A transverse wave is described by the equation $y={{y}_{o}}\sin 2\pi \left( ft-\dfrac{x}{a} \right)$. The maximum particle velocity is equal to four times the wave velocity if a is equal to:
A. $\dfrac{\pi {{y}_{o}}}{4}$
B. $\dfrac{\pi {{y}_{o}}}{2}$
C. $\pi {{y}_{o}}$
D. $2\pi {{y}_{o}}$

Answer 1

Hint: Wave velocity is the product of the frequency of the wave and the wavelength of the wave. The particle velocity will be given by the derivative of the wave equation. When we get the expression for both we will use the relation between them as given in the question and then find the correct answer.
Formula used:
$v=\nu \times \lambda $
${{v}_{p}}=\dfrac{dy}{dt}$

Complete answer:
In the given wave equation, $y={{y}_{o}}\sin 2\pi \left( ft-\dfrac{x}{a} \right)$, f will be the frequency of the wave and a will be equal to the wavelength of the wave. We can see that when we compare it to the standard wave equation which is $y=A\sin \left( kx+\omega t \right)$. Here k is equal to $\dfrac{2\pi }{\lambda }$and $\omega $ is equal to $2\pi \nu $. So, we get the velocity of the wave as the product of f and a.
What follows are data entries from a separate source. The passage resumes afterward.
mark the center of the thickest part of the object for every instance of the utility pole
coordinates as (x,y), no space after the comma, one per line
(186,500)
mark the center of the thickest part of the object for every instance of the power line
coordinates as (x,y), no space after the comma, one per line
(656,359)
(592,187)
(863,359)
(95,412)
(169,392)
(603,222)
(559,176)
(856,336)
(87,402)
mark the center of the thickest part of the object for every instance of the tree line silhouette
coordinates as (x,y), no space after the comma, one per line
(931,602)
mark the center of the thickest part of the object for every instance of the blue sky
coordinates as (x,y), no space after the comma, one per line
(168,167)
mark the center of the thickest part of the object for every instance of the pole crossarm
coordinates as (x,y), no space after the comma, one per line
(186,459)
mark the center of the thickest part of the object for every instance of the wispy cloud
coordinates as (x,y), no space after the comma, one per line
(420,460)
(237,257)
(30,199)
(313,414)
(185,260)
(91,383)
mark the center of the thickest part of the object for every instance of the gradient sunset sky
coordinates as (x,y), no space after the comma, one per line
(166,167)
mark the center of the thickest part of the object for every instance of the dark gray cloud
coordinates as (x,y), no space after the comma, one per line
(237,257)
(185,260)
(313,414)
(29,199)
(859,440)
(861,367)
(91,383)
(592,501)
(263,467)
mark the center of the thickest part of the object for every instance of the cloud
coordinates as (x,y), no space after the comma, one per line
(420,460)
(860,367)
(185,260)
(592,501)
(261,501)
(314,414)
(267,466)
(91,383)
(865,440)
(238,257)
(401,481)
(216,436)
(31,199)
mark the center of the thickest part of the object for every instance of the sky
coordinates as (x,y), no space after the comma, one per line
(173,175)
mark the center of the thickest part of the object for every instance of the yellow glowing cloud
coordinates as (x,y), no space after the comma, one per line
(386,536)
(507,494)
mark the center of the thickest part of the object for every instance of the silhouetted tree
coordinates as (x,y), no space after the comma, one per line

Now, to find the velocity of the particles.

We will get the velocity of the particles by taking the time derivative of the given equation.
\[{{v}_{p}}=\dfrac{dy}{dt}=\dfrac{d}{dt}\left( {{y}_{o}}\sin 2\pi \left( ft-\dfrac{x}{a} \right) \right)=2\pi f{{y}_{o}}\cos 2\pi \left( ft-\dfrac{x}{a} \right)\]. Its maximum value will be when the cos term is equal to 1. So, the maximum velocity of the particles will be \[2\pi f{{y}_{o}}\]. Now we are given that ${{v}_{p}}=4v$. When we input the values for both, we get \[2\pi f{{y}_{o}}=4fa\]. From this we will get the value of a as \[2\pi f{{y}_{o}}=4fa\Rightarrow a=\dfrac{\pi {{y}_{o}}}{2}\].

So, the correct answer is “Option B”.

Note:
When we compare the general wave equation and this wave equation, we see that there is a negative sign on the x term. This denotes the direction in which the wave is moving and as we only need the value of the wavelength, it does not affect our answer.